The closures passed to `_fork_execute` do two things in sequence:
1. **Collect data** (extraction + facet building):
`extractor_manager.extract_metadata(...)`, `get_airflow_run_facet(...)`,
date/ID computations -- all of this needs live ORM objects
2. **Build + emit the OL event**:
`adapter.start_task()`/`complete_task()`/`fail_task()` -- at this point
everything is serializable (`OperatorLineage`, facet dicts, string IDs, ISO
timestamps)
The refactor would run step 1 in the parent process (where ORM objects are
available), then submit step 2 to the existing `ProcessPoolExecutor` (with
`forkserver` context) using only the extracted, picklable data. The adapter's
bound methods are already proven to work through the pool (`on_dag_run_running`
passes `self.adapter.dag_started` through `submit_callable`).

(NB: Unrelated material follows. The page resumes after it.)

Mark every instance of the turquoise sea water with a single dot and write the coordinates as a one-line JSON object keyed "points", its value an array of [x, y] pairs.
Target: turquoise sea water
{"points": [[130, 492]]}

This is actually safer than the current fork for the Snowflake-class bugs
you mentioned. `os.fork()` in a multi-threaded process copies locked mutexes
into the child where they can never be released (the holding thread does not
exist in the child). That is the exact deadlock class the Python 3.12 warning
exists for. The `forkserver`-backed pool avoids this entirely by starting
workers from a clean, single-threaded server process.
The trade-off: extraction runs in the worker process rather than a forked
child. If an extractor hangs, we can wrap it with the existing `timeout()`
context manager (already used in `before_stopping`) and fall back to an empty
`OperatorLineage`, matching the graceful-degradation behavior of
`_on_task_instance_manual_state_change`. If an extractor corrupts memory, it
affects the worker -- but extractors are read-only metadata operations, and the
fork's "isolation" against memory corruption was never complete since
`os.fork()` shares file descriptors and socket state anyway.
I can push this refactor if you think the direction is right. The scope
would be:
- Refactor `_on_task_instance_running`, `_on_task_instance_success`,
`_on_task_instance_failed`, and `_on_task_instance_skipped` to extract metadata
+ build facets in the parent, then `submit_callable` with picklable args
- Add a module-level `_emit_task_instance_event` function (mirroring
`_emit_manual_state_change_event`)
- Remove `_fork_execute`, `_terminate_with_wait`, and the `_execute` fork
dispatch
- Keep the `forkserver` mp_context on `ProcessPoolExecutor`
One thing I'd want to verify during implementation: that `OperatorLineage`
(the extraction result) pickles cleanly across the pool boundary. It should,
since it is designed for JSON serialization via `Serde.to_json()`, but I would
add a defensive fallback to empty `OperatorLineage()` if pickling fails.